Hi wxrocks.
Meaning, wouldn't the o-ring lose more "heat" through evaporation of the material itself and blackbody radiation.
There is no evaporation that might result in a heat flux, nor any significant evaporation at all. Nitrile O-rings are used for vacuum systems all the time, and long before you'd see any significant heat transfer due to evaporation, you'd see a sharp rise in the vacuum pressure but that doesn't happen. Nitrile is perfectly acceptable to use in a hard vacuum.
Regarding blackbody radiation, an O-ring should be completely enclosed by some metal gland, so the O-ring itself doesn't see significant radiation heat transfer, it's the metal parts around it that do. That said, your other parts shouldn't be any colder than the environment. If in a vacuum, the temperature will still come to some thermal equilibrium through radiation heat transfer.
I know CO2 is corrosive under pressure, but I want to eliminate any other sources of this corrosion in my system.

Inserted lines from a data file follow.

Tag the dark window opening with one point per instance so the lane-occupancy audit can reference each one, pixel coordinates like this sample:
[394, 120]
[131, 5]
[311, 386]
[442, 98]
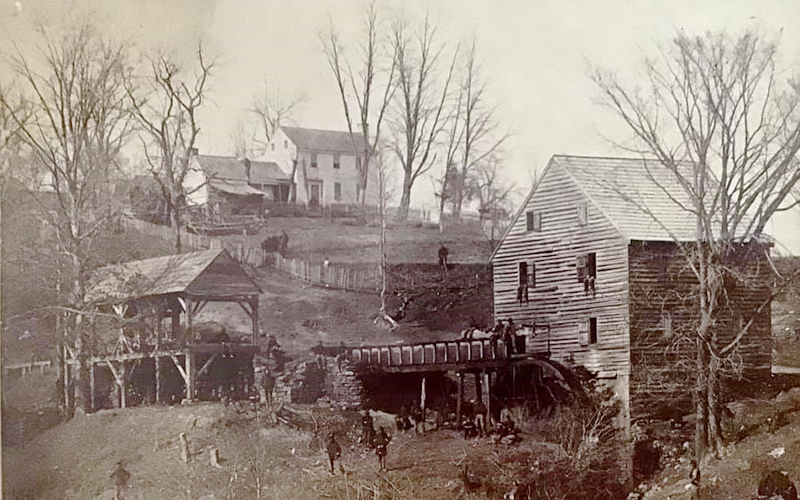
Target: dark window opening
[586, 266]
[527, 278]
[583, 214]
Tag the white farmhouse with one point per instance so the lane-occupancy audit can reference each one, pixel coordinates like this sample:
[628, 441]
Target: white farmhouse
[326, 169]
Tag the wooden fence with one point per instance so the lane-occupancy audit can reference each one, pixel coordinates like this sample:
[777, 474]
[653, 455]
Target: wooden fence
[332, 276]
[189, 241]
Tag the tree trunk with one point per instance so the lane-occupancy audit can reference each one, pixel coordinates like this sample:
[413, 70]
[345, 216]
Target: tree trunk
[405, 197]
[175, 220]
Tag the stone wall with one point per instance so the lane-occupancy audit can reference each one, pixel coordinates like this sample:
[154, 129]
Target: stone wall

Looking in a chemical resistance guide for elastomers, I see nitrile is the proper material for sealing CO2, it won't be attacked, even with wet CO2. CO2 shouldn't be corrosive under pressure, but if CO2 comes into contact with water it can create an acid. Nevertheless, nitrile is still compatible and won't be attacked by that.
- What metal is the nitrile and CO2 in contact with?
This may be a shot in the dark, but could there be a radiation component to this problem? Perhaps repeated use in planes, etc. is exposing it to high energy radiation -- thus causing a breakdown?
Checking material compatibility again for nitrile versus radiation (ie: nuclear radiation) I see nitrile is rated BC which is not great, but not catastrophic either, and that's for very heavy nuclear radiation as might be exposed in a nuclear power plant. So to answer the question, nitrile shouldn't be significantly affected by high altitude (ie: aircraft) radiation.
- What are the symptoms you're seeing in the O-ring? What conditions is it exposed to (ie: altitude, temperature, CO2 pressure, etc...)? What is the extrusion gap (ie: the gap the O-ring would extrude through if it were a fluid)?